John Tucker doit mourirUn film de Betty Thomas
Avec Jesse Metcalfe, Brittany Snow, Ashanti, Sophia Bush, Penn Badgley, Jenny McCarthy
Durée : 1h29
Sortie le 1er novembre 2006Kate est une lycéenne timide qui peine à se faire des amis. Alors qu'elle est de service dans le restaurant qui l'emploie à temps partiel, elle s'aperçoit non sans étonnement que le tombeur du lycée, John Tucker, sort chaque jour avec une fille différente. Or aucune d'entre elles ne semble avoir le moindre soupçon à son égard, persuadée d'être la seule élue. A la suite d'une altercation en cours de gymnastique, Kate révèle la vérité aux trois concernées. D'abord incrédules puis furieuses, Heather, Beth et Carrie décident de se venger en essayant de ternir la réputation du Don Juan. Mais leurs tentatives échouent les unes après les autres. Une idée leur vient alors à l'esprit : quel meilleur appât que la gentille Kate pour faire chavirer le cœur de John Tucker et le réduire à néant ?…
Parmi tous ces jeunes gens aisés obsédés par leur image, Kate (Britanny Snow) fait de prime abord figure d'exception avec son naturel et sa naïveté à toute épreuve, bientôt rejointe par le propre frère de John Tucker, Scott (Penn Badgley), qui en pince rapidement pour elle. Ce dernier représente d'ailleurs le véritable point de vue du film, le scénariste Jeff Lowell ne cachant pas que c'est à ce personnage qu'il s'est identifié en écrivant le film. La preuve en est que Scott Tucker est sans doute le seul à ne pas en prendre pour son grade dans ce plaisant jeu de massacre. Car Kate elle-même ne va pas tarder à succomber à la tentation de la duperie, choix qu'elle fait sans se le formuler réellement en devenant l'instrument de vengeance des trois reines du lycée.
A travers le parcours du personnage de Kate, le film insiste sur la nécessité de rester soi-même, dans le microcosme impitoyable du lycée et par extension dans la vie en général.

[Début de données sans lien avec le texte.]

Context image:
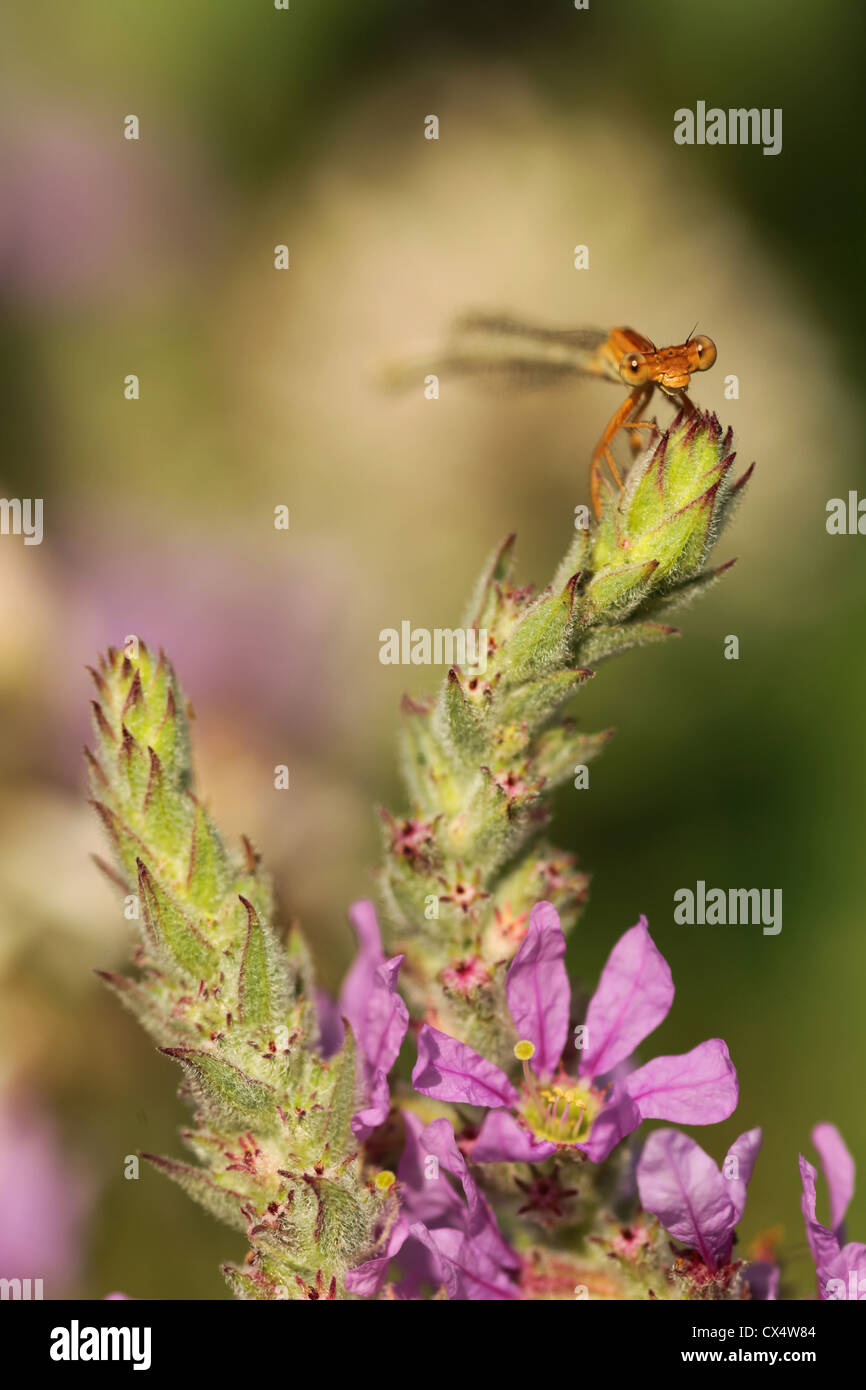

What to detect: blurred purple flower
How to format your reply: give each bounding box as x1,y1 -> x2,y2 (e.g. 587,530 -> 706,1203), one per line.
799,1125 -> 866,1301
0,1097 -> 92,1298
637,1129 -> 760,1273
0,118 -> 214,306
411,902 -> 737,1163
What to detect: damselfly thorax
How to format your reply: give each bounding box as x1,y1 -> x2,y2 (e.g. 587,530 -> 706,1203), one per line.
391,314 -> 716,517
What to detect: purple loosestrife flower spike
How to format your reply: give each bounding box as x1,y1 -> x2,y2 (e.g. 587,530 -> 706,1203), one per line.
88,638 -> 394,1301
379,413 -> 748,1074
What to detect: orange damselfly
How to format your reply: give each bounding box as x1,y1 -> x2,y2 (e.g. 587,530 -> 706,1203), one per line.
391,314 -> 716,517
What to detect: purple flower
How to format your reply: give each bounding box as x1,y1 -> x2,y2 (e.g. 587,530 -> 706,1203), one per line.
0,1095 -> 93,1298
411,902 -> 737,1163
318,899 -> 409,1143
799,1125 -> 866,1301
346,1111 -> 521,1301
637,1129 -> 760,1273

Bien qu'elle n'ait aucun sentiment pour John Tucker, Kate se prend à s'aimer dans le rôle de "la seule et unique" à le faire craquer, et ce même si sa propre mère ne la reconnaît plus avec son déguisement de bimbo, qui va de pair avec un cynisme inquiétant. Rassurons-nous toutefois, ce discours conventionnel et un brin moralisateur est loin de constituer l'essentiel de
John Tucker doit mourir. Le film est avant tout une comédie, une comédie plutôt bête mais souvent drôle.
Si Brittany Snow a encore l'âge de jouer les lycéennes, il en va autrement de Jesse Metcalfe, qui incarne le fameux John Tucker, objet de tous les fantasmes et de toutes les haines à la fois. Mais le charme, l'humour et la désinvolture de ce comédien âgé de 28 ans, repéré dans la série
Desperate Housewives, font tout le sel de
John Tucker doit mourir, au point que l'on se surprend à se réjouir qu'il s'en sorte toujours face aux crasses imaginées par ses ennemies. Les trois femmes bafouées, Beth (Sophia Bush), Heather (Ashanti Douglas) et Carrie (Arielle Kebbel), ont en effet bien du mal à susciter de quelconque empathie, tant elles répondent au stéréotype de la fille superficielle, égocentrique et méchante – et là encore, aux antipodes du personnage nuancé qu'incarnait Rachel McAdams dans
Lolita malgré moi. Toutefois, il est assez amusant de les voir coacher la pauvre Kate et la forcer à se faire capitaine des pom-pom girls (John Tucker étant, comme il se doit, le capitaine de l'équipe de basket).
Certes,
John Tucker doit mourir pèche par une mise en place quelque peu laborieuse. Il faut attendre un peu de temps avant que le tout prenne son rythme et que la comédie fasse mouche, même si tous les gags ne sont pas désopilants. Au final, tout cela ne vole pas bien haut et s'oubliera très vite, mais permet à tout le moins de passer un bon moment, et ce jusqu'à la conclusion inattendue.